ElasticSearch System Requirements

Chris_Sham · December 16, 2013, 3:12pm

What are the system requirements for running ElasticSearch? I've had a bit
of trouble tracking down a specific number. In our dev/beta environments
we start all machines on a standard VM build on Centos 6.4 with 2gb ram and
20gb diskspace. We have installed LogStash to ship logs to ElasticSearch.
We had a couple of issues at one point on development with ElasticSearch
where we were maxing out our CPU and then disk space was going away
quickly. In looking into this issue we wanted to see if we had the
appropriate resources allocated to the machine to begin with and then
planning for the future we wanted some idea of what we should be running
ElasticSearch on.

As I have tried to gather information through various web sources I keep
hearing that ElasticSearch should be running with 64gb of ram per machine
and we should have a minimum of 3 machines. Our IT team felt this was very
high and and cost prohibitive, especially when we start deploying in the
cloud. I wanted to follow up and check if this is really the case. If it
is then I wanted to understand how long this resource would last before we
needed more ram/machines.

I understand it's all about the numbers. We are still in development so I
do not have hard numbers but can provide some close estimates based on data
we are currently see. When we go live we anticipate collecting logs with a
daily log size of 5gb-6gb in size from about 50 different servers.

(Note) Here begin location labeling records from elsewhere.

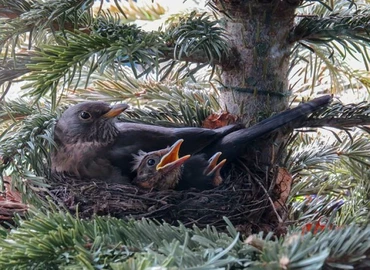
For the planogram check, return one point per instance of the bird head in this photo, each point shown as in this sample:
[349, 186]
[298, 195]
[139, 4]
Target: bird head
[90, 121]
[159, 169]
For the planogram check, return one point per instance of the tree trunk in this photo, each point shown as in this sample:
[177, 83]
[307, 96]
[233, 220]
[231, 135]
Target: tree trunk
[258, 86]
[258, 32]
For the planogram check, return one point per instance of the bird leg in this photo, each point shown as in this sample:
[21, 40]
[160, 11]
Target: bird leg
[213, 169]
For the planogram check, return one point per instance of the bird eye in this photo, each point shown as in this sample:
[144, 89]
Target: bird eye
[85, 115]
[150, 162]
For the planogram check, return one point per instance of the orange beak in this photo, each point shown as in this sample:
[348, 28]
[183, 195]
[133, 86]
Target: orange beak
[171, 159]
[116, 110]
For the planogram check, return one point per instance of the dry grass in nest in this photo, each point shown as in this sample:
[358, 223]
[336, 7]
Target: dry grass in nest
[241, 200]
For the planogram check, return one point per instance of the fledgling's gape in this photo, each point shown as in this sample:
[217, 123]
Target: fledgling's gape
[93, 145]
[164, 169]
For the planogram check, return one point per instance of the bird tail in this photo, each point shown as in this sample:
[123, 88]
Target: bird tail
[236, 143]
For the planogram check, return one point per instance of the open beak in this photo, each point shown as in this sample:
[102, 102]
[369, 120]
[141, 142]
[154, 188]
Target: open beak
[116, 110]
[171, 160]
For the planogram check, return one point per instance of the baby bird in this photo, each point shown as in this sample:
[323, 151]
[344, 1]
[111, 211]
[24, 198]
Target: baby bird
[163, 169]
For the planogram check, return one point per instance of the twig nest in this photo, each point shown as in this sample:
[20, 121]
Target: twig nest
[245, 204]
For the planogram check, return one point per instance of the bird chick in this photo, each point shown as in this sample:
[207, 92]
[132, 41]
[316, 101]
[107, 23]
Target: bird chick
[159, 169]
[200, 173]
[162, 169]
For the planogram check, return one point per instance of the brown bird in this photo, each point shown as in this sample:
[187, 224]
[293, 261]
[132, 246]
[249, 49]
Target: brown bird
[163, 169]
[82, 135]
[92, 145]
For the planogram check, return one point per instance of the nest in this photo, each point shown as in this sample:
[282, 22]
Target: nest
[244, 202]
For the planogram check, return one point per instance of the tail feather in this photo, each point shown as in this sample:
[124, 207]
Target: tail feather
[235, 144]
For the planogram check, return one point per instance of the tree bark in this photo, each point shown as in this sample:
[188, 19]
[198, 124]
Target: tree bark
[257, 86]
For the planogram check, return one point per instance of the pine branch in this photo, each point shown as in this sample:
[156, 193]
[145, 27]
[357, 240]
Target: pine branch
[340, 116]
[342, 31]
[59, 239]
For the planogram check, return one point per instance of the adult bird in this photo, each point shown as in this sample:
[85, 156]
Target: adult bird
[90, 144]
[164, 169]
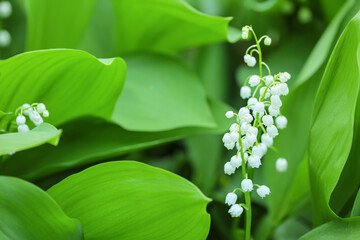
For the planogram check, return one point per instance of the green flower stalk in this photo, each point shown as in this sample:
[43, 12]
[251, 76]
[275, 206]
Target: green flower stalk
[255, 127]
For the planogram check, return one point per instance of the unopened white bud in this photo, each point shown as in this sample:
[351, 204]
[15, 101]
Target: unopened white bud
[254, 80]
[281, 122]
[254, 161]
[262, 92]
[23, 128]
[251, 103]
[234, 127]
[281, 165]
[247, 118]
[5, 9]
[273, 111]
[229, 114]
[267, 41]
[236, 210]
[269, 79]
[267, 120]
[230, 199]
[243, 111]
[251, 62]
[245, 92]
[283, 89]
[263, 191]
[252, 130]
[228, 168]
[258, 151]
[276, 101]
[247, 185]
[46, 113]
[259, 107]
[234, 136]
[272, 131]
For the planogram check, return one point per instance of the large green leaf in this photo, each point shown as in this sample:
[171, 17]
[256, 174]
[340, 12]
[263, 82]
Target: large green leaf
[289, 190]
[165, 26]
[331, 133]
[13, 142]
[53, 24]
[130, 200]
[346, 229]
[71, 83]
[161, 93]
[79, 146]
[29, 213]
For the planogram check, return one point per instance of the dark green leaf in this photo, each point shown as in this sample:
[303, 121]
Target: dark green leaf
[29, 213]
[130, 200]
[13, 142]
[71, 83]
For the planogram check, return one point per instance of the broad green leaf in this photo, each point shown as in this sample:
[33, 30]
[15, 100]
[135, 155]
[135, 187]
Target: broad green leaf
[356, 208]
[13, 142]
[346, 229]
[161, 93]
[53, 24]
[165, 26]
[28, 213]
[79, 146]
[331, 138]
[144, 203]
[71, 83]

At this
time our product owner wants to be able to search logs for up to 3 years.
This is still something we are trying to evaluate and determine if there is
a solution we can use to start offloading some of the data in increments
and provide a secondary path to this data if needed. So ideally we would
have 3 years of searchable logs. Ultimately I am trying to determine what
resources we need to make ElasticSearch effective and if we can accommodate
these requirements. Then from there determine volume and history of logs
we would be able to store/search to see if this solution is going to work
for our team.

--
You received this message because you are subscribed to the Google Groups "elasticsearch" group.
To unsubscribe from this group and stop receiving emails from it, send an email to elasticsearch+unsubscribe@googlegroups.com.
To view this discussion on the web visit https://groups.google.com/d/msgid/elasticsearch/b6ea191c-4fb2-431a-8d67-1854fd78a84e%40googlegroups.com.
For more options, visit https://groups.google.com/groups/opt_out.

dadoonet · December 16, 2013, 3:31pm

It's really hard to tell and it seems that you have many constraints here:

budget "Our IT team felt this was very high and and cost prohibitive"
history "Our product owner wants to be able to search logs for up to 3 years"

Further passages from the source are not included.